The Hippo


Apr 18, 2019








Academy Award nominee Genevieve Bujold and Seamus Davey-Fitzpatrick (Moonrise Kingdom) in Jay Craven’s film, Northern Borders. Willow O’Feral photo.

See Northern Borders

Wilton Town Hall Theatre (40 Main St., Wilton): Thursday, Aug. 7, at 7:30 p.m.
Henniker Community Center (17 Main St., Henniker): Friday, Aug. 8, at 7:30 p.m.
Red River Theatres (11 S. Main St., Concord): Thursday, Aug. 21, through Sunday, Aug. 24, 7 p.m. (Craven will attend Aug. 21)
Warner Town Hall (15 Flanders Memorial Road, Weare): Saturday, Sept. 20, at 7 p.m.
For more New Hampshire showings, visit

Stories of us
Northern Borders keeps it in New England

By Kelly Sennott

 “If we rely on Hollywood to tell all stories, they won’t tell stories about us,” said Northern Borders screenwriter and director Jay Craven in a phone interview last week. “I feel like we have good stories in New England and that we can make good films in New England.”

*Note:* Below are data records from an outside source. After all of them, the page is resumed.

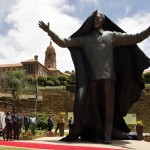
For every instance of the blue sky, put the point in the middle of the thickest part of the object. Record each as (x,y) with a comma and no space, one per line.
(21,38)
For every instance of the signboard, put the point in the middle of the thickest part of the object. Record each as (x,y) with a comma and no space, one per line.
(130,119)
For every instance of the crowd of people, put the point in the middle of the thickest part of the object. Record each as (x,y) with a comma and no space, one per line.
(13,125)
(15,122)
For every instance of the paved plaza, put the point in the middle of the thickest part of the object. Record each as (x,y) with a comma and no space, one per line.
(120,144)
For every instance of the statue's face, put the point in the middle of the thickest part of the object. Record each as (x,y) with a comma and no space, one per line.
(98,21)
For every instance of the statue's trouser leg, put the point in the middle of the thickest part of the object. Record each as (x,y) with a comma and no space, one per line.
(107,94)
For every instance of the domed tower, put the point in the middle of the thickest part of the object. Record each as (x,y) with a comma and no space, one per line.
(50,57)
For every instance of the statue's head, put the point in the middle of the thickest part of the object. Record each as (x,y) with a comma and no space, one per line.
(98,20)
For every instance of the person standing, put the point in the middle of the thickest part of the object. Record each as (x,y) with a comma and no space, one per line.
(9,126)
(70,124)
(16,125)
(26,122)
(109,68)
(50,123)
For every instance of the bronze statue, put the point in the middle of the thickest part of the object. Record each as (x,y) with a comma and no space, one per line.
(109,67)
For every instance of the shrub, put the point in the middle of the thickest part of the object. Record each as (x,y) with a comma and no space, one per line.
(42,80)
(71,88)
(63,78)
(55,80)
(41,120)
(49,83)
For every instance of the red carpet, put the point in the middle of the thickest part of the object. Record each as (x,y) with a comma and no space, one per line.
(49,146)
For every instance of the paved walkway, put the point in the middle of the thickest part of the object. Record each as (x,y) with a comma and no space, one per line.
(120,144)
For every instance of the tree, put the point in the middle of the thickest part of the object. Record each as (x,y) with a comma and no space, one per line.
(16,82)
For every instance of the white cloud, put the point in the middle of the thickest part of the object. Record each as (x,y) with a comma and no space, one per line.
(26,39)
(136,24)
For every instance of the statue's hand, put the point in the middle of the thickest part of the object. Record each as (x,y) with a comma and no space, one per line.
(43,26)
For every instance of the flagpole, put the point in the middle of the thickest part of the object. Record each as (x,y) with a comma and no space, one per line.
(36,94)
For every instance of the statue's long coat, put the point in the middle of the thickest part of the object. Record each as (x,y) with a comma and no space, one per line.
(130,62)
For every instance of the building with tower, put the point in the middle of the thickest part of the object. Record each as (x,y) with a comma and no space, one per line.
(34,67)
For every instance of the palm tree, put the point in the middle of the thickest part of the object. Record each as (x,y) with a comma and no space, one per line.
(15,82)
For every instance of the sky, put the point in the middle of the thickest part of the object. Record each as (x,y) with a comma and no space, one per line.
(21,38)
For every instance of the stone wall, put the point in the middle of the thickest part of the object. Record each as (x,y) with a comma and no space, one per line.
(53,102)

In his filmmaking, Craven tells New England stories in New England places. At the time of the call, he was readying for a 100-town New England tour for his film based on the book Northern Borders by Vermont author Howard Frank Mosher. The movie was shot in New England and New Hampshire, and the tour hits our region starting in Wilton Aug. 7. 
The film stars Academy Award nominees Bruce Dern (from Nebraska, who later said Northern Borders helped him cinch that role), Geneviève Bujold (Anne of a Thousand Days, King of Hearts) and Seamus Davey Fitzpatrick (Moonrise Kingdom and Before Midnight).
Northern Borders is a coming-of-age film about 10-year-old Austen Kittredge, who is sent to live on his grandparents’ Vermont farm in 1956. The area is popping with eccentric people (including his grandparents, whose marriage is known as the Forty Years War). Kittredge, after a failed escape attempt, finds himself with no choice but to endure life here — but ends up experiencing wild adventures and uncovering family secrets.
This marks Craven’s sixth feature film, his fourth based on a Mosher book. Craven admires the author’s work for his larger-than-life characters, ironic humor and sense of place.
“He is also respected and known, and it opens doors for people willing to donate and come see the movie because some of them read the books,” Craven said.
Craven, who teaches at Marlboro College in Vermont, tried a new tactic in making this film. Past methods, he decided, wouldn’t cut it.
“In 2007, I made a film [called Disappearances]. The film was distributed pretty well,” Craven said. “I made it on a budget of $2 million and got a return of $300,000, despite the fact of it having a good release.”
This time around, Craven formed a collaboration between his nonprofit, Kingdom County Productions, and Marlboro College. He created a semester-long intensive, and alongside 20 film professionals, he invited 34 students from 15 colleges to be part of the project. Marlboro put up half the budget and supplied the dorms the cast and crew slept in during filming. Craven raised the rest.
The semester started at the Sundance Film Festival and was followed by seven weeks of literature, film study, production management, screenwriting and directing classes, which prepared for the film’s making in 2012.
“It’s a new mode of production for me, based on the idea of sustainable, place-based Northern New England filmmaking, which is a tough concept. It combined two things that are very important to me [filmmaking and teaching], and I was thrilled with the process and the outcome,” Craven said. (In fact, he shot his next film, Peter and John, the same way in Nantucket. It hasn’t yet been released.)
Craven’s new method cut costs significantly. Northern Borders cost $500,000 to make.
“That was huge,” Craven said. “But I was also working alongside students and professionals committed to the students, which I think was the most rewarding. Nobody went in thinking they knew everything.” 
There isn’t a program like it in the country — the students weren’t getting coffee, but were sound mixers, costume designers and camera operators. 
“I think it gave the actors a new energy as well. For them, it wasn’t just a gig; it became a process they found pretty interesting. Bruce Dern is a guy who loves to tell stories, and he’d be telling stories to students all the time,” Craven said. “We really formed a dynamic and open-minded, creative community that in many ways felt fresh and productive.” 
As seen in the August 7, 2014 issue of the Hippo.